As a Christian nurse it is hard, if not impossible, to understand violence. Thank you for this issue. I have shard it with a few colleagues who were grateful for a Christian perspective of such an atrocious subject. I think we need to know more about responding as Christians to violence-Christ is the only hope for peaceful resolution.


Jennifer Lund


Broomfield, CO


Thank you for dedicating your fall journal to supporting victims of violence. The material is excellent. It is extremely important to get this information to as many people as possible.


In the article "Domestic Violence: Finding Courage to Break Free," advising someone to leave is critical, because violence can continue even though she leaves. Statistics show that three-fourths of all battered women are more severely beaten after leaving, separating or divorcing. Women are at greater risk (up to 75%) of becoming a victim of homicide when trying to leave the relationship.


These articles mainly speak to the majority of the victims of domestic violence who are women (4 million/year). However, violence happens to men too (200,000/year), as well as to children and elderly.


We can no longer afford to ignore or neglect talking or asking our patients about abuse in their lives.

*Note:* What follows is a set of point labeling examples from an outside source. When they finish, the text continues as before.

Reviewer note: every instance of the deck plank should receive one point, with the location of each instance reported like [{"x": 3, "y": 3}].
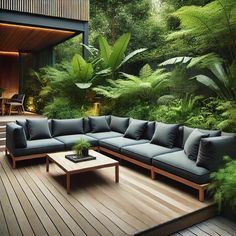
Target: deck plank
[
  {"x": 96, "y": 206},
  {"x": 16, "y": 205},
  {"x": 26, "y": 206}
]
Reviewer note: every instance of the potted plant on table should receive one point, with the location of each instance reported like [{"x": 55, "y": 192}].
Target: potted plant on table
[
  {"x": 223, "y": 188},
  {"x": 81, "y": 148}
]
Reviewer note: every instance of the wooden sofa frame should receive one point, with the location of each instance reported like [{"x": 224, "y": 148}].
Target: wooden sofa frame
[
  {"x": 29, "y": 157},
  {"x": 154, "y": 170}
]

It is of utmost importance that within our communities, we establish a unified approach to preventing abuse and supporting victims of abuse.


Patricia Fross


Redford, MI


JCN Appreciated

I just recently received my first issue, and I love it.


Marina Antoniou


Citrus Springs, FL


I so enjoy the Journal of Christian Nursing!! It has been helpful in planning projects for our parish nursing meetings and as encouragement to me when things seem too difficult.


Cheryl Pilling


Pensacola, FL


As a seasoned nurse, I truly appreciate the encouragement and hope offered through the articles in JCN. It is a ministry to many nurses.


Sylvia Medwid


Sherwood Park, AB, Canada


This is a great way to get CNE since I look forward to reading JCN.


Brenda Pryor


Painesville, OH


Health Promotion

I want to commend Flynn for her article, "A Christian Model of Health Promotion" (winter 2001). The majority of health promotion models scarcely recognize a spiritual component of health, and none do as specifically as Flynn's model. Flynn takes an explicitly Christian approach to health by stating that providing services to others is a way to practice health promotion for us. With the availability of this model, health promotion research can be conducted to demonstrate that a Christian approach to health promotion is "healthier" than a secular approach. Christian nursing researchers need such a model to put our beliefs into action and then into research.